It goes without saying that the increase in merger filing thresholds resulted in a fall in the number of transactions notified to the AMCU, which is a very positive sign for business. However, certain issues relating to mergers are still treated by Ukrainian competition laws differently than in the European Union. Such particularities of national regulation should be considered carefully to avoid unintentional violation of the relevant laws. In this article several most common “traps” of Ukrainian merger control regulations are described.

 

Certain actions may be qualified as concentrations that are notifiable in Ukraine, although in fact they neither have a Ukrainian nexus nor involve a transfer of control

Purchase of a foreign company with no nexus to Ukraine may still require AMCU merger clearance

One could consider that an acquisition of a foreign company without assets and turnover in Ukraine should not be subject to the approval of the local competition authority as the transaction does not have the local nexus. However, this is not the case in Ukraine.
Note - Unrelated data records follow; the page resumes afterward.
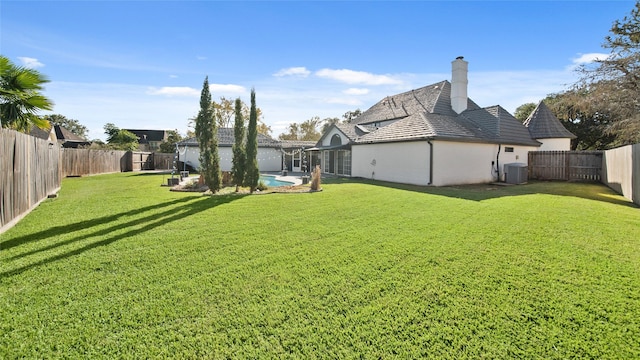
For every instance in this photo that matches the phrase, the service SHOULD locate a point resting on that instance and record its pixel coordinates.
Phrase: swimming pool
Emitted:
(271, 181)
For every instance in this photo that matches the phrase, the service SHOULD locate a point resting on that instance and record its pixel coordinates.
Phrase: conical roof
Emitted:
(542, 124)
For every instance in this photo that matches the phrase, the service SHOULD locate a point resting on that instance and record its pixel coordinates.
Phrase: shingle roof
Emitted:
(145, 136)
(64, 134)
(543, 124)
(226, 137)
(296, 144)
(434, 98)
(426, 113)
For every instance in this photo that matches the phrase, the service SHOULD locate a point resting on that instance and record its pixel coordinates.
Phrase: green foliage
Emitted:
(206, 133)
(120, 139)
(169, 145)
(584, 119)
(20, 97)
(131, 268)
(70, 124)
(262, 186)
(239, 156)
(523, 111)
(252, 174)
(613, 85)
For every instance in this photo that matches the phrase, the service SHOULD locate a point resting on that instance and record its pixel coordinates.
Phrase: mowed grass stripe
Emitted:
(118, 266)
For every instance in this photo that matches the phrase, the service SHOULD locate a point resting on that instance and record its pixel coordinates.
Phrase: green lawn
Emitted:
(119, 267)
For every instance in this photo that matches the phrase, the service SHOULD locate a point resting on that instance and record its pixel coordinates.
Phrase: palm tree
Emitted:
(20, 97)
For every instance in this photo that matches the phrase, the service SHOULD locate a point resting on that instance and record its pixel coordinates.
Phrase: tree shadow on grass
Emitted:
(85, 224)
(480, 192)
(124, 230)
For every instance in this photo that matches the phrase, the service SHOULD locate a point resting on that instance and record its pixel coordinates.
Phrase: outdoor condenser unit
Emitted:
(515, 173)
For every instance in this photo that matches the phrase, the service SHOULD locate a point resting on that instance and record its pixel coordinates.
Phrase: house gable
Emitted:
(334, 137)
(543, 124)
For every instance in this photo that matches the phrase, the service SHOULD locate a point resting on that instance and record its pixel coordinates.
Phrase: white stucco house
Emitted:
(269, 151)
(436, 135)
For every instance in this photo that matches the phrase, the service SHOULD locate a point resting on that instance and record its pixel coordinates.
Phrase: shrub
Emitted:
(262, 186)
(315, 178)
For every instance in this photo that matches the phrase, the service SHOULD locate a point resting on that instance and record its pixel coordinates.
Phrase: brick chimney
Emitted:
(459, 82)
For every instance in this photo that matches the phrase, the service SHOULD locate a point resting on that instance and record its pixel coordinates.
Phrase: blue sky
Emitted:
(141, 64)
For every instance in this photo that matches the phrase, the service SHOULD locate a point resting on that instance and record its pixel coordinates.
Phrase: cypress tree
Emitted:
(239, 157)
(252, 175)
(206, 133)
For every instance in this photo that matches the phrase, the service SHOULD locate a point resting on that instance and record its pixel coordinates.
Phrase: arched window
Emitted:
(336, 140)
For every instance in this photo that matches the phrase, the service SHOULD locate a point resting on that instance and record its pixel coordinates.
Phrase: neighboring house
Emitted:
(45, 134)
(60, 135)
(547, 129)
(434, 135)
(67, 139)
(269, 151)
(150, 140)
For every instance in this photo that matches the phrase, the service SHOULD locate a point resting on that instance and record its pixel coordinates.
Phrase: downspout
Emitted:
(430, 162)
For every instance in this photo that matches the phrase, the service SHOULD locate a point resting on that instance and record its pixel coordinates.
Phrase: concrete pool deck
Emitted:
(295, 178)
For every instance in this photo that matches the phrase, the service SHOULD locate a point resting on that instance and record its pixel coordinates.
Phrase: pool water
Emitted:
(271, 181)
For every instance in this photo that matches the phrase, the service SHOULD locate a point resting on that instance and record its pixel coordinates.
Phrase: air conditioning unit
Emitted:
(515, 173)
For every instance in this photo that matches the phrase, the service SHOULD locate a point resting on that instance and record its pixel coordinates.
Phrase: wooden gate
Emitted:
(565, 165)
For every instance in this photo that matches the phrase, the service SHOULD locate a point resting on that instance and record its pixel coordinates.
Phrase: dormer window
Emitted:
(336, 140)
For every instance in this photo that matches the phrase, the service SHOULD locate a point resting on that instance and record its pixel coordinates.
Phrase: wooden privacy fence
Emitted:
(29, 172)
(622, 171)
(82, 162)
(565, 165)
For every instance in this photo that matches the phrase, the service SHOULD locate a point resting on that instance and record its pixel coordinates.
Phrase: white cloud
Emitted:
(356, 91)
(227, 89)
(293, 71)
(357, 77)
(173, 91)
(30, 63)
(589, 58)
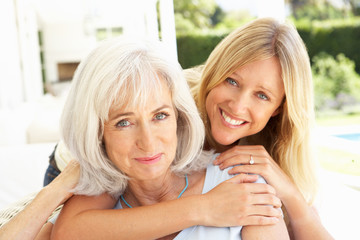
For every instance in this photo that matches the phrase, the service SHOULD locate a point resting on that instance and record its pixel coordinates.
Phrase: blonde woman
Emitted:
(255, 98)
(133, 125)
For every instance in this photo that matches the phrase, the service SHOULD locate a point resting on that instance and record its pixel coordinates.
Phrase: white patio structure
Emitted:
(29, 120)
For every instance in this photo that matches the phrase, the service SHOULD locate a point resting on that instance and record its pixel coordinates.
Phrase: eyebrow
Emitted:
(132, 113)
(262, 87)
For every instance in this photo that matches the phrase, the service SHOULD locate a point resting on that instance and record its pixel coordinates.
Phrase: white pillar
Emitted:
(152, 26)
(271, 8)
(11, 89)
(167, 23)
(29, 50)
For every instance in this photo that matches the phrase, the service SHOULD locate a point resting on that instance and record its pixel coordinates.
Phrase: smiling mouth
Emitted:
(230, 120)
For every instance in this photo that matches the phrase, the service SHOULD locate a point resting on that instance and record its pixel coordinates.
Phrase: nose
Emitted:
(146, 139)
(240, 103)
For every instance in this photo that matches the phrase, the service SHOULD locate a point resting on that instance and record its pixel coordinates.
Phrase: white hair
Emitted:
(123, 71)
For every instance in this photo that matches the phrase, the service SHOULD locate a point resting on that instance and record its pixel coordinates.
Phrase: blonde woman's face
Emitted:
(243, 104)
(142, 142)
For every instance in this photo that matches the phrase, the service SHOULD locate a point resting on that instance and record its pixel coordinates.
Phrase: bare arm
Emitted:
(276, 232)
(85, 218)
(28, 223)
(304, 222)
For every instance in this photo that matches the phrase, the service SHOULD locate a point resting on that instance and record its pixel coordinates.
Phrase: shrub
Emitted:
(336, 82)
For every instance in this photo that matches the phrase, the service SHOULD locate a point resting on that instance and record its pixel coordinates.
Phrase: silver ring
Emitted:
(251, 162)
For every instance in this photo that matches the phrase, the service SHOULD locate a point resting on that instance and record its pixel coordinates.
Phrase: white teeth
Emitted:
(231, 121)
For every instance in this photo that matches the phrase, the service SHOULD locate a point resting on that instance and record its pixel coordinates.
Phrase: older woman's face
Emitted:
(142, 142)
(243, 104)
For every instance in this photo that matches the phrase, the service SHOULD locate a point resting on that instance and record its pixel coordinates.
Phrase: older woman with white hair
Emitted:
(132, 124)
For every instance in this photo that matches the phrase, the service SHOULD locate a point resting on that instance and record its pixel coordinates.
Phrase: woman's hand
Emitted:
(66, 181)
(240, 202)
(263, 165)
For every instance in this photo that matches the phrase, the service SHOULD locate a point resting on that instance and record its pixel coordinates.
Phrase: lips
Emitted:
(150, 160)
(230, 121)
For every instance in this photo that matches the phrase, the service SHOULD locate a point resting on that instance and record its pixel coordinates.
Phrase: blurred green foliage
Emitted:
(336, 82)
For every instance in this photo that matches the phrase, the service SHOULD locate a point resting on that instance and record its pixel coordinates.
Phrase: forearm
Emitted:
(146, 222)
(27, 223)
(304, 221)
(276, 232)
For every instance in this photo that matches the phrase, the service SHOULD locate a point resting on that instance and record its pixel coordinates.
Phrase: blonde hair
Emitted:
(124, 71)
(287, 135)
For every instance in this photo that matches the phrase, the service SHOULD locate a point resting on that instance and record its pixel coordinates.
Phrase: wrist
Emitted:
(298, 210)
(197, 214)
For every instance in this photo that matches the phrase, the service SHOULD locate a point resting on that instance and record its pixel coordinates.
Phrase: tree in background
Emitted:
(322, 9)
(194, 14)
(354, 6)
(336, 82)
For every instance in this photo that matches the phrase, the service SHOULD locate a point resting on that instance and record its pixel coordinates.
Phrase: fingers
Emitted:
(253, 169)
(259, 220)
(240, 150)
(243, 178)
(250, 187)
(266, 199)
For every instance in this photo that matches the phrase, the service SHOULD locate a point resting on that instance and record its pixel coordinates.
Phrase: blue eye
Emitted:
(263, 96)
(161, 116)
(231, 81)
(123, 123)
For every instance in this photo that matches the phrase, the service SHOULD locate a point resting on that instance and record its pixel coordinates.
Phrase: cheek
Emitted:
(211, 101)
Ukrainian legislation does not contain a notion of “undertakings concerned”. Instead, it treats legal entities and individuals connected by control relations as a single undertaking. In other words, financials of all undertakings connected by control to the target company should be taken into account while calculating the financials of the target. This is true even when certain undertakings of the group have nothing to do with the transaction and the seller ceases to exercise control over the target as a result of concentration. For instance, if the acquirer purchases 100% of shares in a French company (active only in France) from a Dutch entity which had sales in Ukraine last year, such merger may be subject to approval by the AMCU even though the Dutch entity will cease to control the French company and the latter has no nexus to Ukraine. Moreover, due to the above particularities of Ukrainian legislation, even the purchaser of a shell company may be subject to prior receipt of AMCU approval.
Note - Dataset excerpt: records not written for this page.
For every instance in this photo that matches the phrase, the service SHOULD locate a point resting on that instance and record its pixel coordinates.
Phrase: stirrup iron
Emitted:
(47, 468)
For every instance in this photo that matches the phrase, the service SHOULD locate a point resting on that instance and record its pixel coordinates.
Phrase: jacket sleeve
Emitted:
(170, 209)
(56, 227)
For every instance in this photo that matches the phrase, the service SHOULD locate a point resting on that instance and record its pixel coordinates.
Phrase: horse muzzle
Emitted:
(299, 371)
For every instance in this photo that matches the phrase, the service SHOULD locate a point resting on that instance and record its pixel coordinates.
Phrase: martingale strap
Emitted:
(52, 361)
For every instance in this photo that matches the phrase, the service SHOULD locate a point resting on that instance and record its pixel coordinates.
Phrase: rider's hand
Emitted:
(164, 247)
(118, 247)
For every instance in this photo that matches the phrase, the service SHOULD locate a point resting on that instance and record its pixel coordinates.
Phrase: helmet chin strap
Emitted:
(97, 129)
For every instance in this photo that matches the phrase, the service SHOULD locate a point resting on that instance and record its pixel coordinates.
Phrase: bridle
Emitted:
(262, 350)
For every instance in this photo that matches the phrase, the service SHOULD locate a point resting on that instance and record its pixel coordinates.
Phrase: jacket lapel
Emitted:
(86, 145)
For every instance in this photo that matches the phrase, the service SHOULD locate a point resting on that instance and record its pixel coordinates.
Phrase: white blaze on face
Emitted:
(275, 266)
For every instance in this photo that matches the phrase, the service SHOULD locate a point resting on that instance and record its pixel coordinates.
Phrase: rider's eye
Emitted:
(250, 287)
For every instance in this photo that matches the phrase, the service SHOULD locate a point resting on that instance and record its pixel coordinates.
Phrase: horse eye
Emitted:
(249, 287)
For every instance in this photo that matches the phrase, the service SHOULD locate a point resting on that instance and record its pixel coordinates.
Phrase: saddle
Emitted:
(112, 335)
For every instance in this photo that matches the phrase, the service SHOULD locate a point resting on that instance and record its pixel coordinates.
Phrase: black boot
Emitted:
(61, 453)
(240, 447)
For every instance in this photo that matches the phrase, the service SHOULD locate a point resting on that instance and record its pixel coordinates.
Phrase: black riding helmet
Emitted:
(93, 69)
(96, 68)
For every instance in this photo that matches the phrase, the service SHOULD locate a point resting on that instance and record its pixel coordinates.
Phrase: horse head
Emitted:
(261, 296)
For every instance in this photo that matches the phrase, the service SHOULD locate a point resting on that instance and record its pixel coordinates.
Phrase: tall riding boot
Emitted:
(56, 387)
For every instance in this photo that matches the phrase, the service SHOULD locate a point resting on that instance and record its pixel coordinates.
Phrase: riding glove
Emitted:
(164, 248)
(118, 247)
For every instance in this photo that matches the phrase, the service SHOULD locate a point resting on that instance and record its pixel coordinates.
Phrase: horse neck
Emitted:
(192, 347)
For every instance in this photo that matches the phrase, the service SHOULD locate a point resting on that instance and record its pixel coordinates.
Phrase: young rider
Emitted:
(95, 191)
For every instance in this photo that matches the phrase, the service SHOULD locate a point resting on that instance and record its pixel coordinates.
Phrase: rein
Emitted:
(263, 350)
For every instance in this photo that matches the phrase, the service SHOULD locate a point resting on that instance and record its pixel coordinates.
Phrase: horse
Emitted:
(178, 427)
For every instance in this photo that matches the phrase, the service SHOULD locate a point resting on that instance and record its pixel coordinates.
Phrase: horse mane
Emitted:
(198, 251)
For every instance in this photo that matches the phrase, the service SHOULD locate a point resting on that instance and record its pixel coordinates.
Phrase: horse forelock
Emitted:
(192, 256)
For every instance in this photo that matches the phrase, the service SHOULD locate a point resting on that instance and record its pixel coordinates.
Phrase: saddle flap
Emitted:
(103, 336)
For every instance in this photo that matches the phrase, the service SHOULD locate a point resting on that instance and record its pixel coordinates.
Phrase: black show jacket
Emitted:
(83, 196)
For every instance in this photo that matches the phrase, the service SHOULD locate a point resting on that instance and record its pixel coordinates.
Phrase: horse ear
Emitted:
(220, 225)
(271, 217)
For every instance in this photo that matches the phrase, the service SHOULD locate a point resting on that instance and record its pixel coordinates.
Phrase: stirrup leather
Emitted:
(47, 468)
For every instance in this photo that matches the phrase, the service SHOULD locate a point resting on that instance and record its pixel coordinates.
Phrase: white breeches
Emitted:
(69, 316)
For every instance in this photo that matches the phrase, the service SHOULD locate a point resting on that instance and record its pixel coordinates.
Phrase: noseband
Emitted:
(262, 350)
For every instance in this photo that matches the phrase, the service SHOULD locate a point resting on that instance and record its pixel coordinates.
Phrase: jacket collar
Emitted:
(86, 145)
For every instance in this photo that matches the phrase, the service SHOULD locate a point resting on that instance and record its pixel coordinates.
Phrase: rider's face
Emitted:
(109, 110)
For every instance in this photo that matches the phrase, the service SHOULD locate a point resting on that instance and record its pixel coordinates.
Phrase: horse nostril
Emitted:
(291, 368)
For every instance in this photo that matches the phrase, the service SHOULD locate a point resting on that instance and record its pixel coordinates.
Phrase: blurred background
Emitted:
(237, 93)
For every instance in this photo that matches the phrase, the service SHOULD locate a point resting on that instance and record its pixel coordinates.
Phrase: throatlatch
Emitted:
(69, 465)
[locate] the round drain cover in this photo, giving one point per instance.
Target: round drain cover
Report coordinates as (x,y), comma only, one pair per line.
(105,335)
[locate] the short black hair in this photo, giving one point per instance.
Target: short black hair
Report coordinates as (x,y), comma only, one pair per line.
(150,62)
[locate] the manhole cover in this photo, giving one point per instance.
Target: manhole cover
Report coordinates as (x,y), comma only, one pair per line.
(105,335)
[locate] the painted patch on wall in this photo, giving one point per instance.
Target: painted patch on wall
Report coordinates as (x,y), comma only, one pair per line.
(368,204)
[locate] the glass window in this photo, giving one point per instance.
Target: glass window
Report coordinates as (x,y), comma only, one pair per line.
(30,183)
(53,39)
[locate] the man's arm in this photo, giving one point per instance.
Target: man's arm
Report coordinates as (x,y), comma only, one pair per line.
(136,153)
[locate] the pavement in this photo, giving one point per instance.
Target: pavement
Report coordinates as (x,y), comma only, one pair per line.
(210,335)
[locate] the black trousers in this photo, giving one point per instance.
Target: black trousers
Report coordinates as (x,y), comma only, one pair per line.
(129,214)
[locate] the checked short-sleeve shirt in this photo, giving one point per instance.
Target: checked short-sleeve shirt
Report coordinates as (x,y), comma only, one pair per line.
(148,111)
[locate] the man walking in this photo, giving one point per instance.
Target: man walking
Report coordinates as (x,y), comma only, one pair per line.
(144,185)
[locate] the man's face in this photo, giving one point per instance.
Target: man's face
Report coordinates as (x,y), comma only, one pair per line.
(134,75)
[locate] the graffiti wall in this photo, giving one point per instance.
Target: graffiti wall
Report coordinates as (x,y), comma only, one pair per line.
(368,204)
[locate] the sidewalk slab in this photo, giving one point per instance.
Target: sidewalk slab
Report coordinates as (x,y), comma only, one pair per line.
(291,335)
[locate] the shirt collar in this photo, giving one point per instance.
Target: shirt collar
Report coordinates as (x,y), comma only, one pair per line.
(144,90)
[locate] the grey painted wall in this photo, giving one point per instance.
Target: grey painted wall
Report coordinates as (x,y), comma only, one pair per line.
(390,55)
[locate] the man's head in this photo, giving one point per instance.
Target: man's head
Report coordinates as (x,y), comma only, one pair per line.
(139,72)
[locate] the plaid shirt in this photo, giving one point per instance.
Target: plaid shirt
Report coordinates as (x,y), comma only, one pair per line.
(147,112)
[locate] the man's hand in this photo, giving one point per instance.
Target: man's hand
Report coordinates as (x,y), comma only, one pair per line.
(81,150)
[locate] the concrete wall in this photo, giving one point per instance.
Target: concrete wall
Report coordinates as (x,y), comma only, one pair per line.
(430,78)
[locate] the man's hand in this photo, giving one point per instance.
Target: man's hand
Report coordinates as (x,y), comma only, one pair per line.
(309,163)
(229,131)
Taking into account the above, even when acquiring a company that has no assets and sales in Ukraine, it is particularly important to analyze the structure of the target group and ensure that the group’s assets and sales in Ukraine for the last financial year did not exceed EUR 4 million. If the relevant threshold was exceeded, other merger filing thresholds should be examined to decide on the necessity to file in Ukraine.

 

Establishment of a new company may also be subject to AMCU approval

It is often the case that a new business is established using the funds of two or more independent investors contributing to the charter capital of a newly-established company. The incorporation of such a joint venture may be subject to prior merger clearance of the AMCU. The same applies to the incorporation of a special purpose vehicle (SPV) by several shareholders for the implementation of a certain transaction. If the relevant financial thresholds are exceeded, two separate merger approvals are required — one for the creation of the SPV and another — for the merger itself. In such case, the establishment of the SPV without AMCU approval is considered a violation of Ukrainian competition regulations, even if the merger itself has not been taken place.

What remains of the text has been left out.